David Maslanka (b. 1943)
David Maslanka was born in New Bedford, Massachusetts in 1943. He attended the Oberlin College Conservatory where he studied composition with Joseph Wood. He spent a year at the Mozarteum in Salzburg, Austria, and did masters and doctoral study in composition at Michigan State University where his principal teacher was H. Owen Reed.
Maslanka’s music for winds has become especially well known. Among his more than 150 works are over 50 pieces for wind ensemble, including eight symphonies, seventeen concertos, a Mass, and many concert pieces. His chamber music includes four wind quintets, five saxophone quartets, and many works for solo instrument and piano. In addition, he has written a variety of orchestral and choral pieces.
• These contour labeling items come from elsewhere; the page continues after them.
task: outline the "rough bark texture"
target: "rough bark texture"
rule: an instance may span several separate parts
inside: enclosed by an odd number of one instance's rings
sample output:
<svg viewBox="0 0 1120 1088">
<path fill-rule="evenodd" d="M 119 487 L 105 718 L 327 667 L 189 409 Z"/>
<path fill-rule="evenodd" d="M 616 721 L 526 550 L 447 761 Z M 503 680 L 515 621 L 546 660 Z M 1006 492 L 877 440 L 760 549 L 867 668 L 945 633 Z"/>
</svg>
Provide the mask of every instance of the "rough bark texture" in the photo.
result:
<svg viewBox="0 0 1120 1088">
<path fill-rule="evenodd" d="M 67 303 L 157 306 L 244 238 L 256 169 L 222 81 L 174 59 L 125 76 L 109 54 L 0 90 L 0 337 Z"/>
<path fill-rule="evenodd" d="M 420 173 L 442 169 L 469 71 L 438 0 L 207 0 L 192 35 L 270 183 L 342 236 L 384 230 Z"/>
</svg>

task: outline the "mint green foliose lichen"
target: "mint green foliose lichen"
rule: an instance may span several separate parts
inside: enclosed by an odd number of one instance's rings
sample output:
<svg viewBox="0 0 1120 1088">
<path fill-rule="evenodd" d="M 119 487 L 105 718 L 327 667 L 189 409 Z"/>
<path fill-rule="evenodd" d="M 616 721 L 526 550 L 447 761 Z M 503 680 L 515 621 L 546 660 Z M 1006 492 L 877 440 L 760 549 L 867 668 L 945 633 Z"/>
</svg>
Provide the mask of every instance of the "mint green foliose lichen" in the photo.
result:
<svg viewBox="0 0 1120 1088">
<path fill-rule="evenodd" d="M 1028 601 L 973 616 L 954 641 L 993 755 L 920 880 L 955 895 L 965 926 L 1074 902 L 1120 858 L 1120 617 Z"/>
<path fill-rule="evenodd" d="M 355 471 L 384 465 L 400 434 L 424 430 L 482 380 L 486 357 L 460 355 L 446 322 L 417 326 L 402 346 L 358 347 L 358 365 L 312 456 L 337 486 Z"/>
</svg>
David Maslanka’s compositions are published by Maslanka Press, Carl Fischer, Kjos Music, Marimba Productions, and OU Percussion Press. They have been recorded on Albany, Reference Recordings, BIS (Sweden), Naxos, Cambria, CRI, Mark, Novisse, AUR, Cafua (Japan), Brain Music (Japan), Barking Dog, and Klavier labels. He served on the faculties of the State University of New York at Geneseo, Sarah Lawrence College, New York University, and Kingsborough Community College of the City University of New York, and was a freelance composer in Missoula, Montana from 1990 until his death in 2017.
Illumination (2013)
“Illumination” -- lighting up, bringing light. I am especially interested in composing music for young people that allows them a vibrant experience of their own creative energy. A powerful experience of this sort stays in the heart and mind as a channel for creative energy, no matter what the life path. Music shared in community brings this vital force to everyone. Illumination is an open and cheerful piece in a quick tempo, with a very direct A-B-A song form.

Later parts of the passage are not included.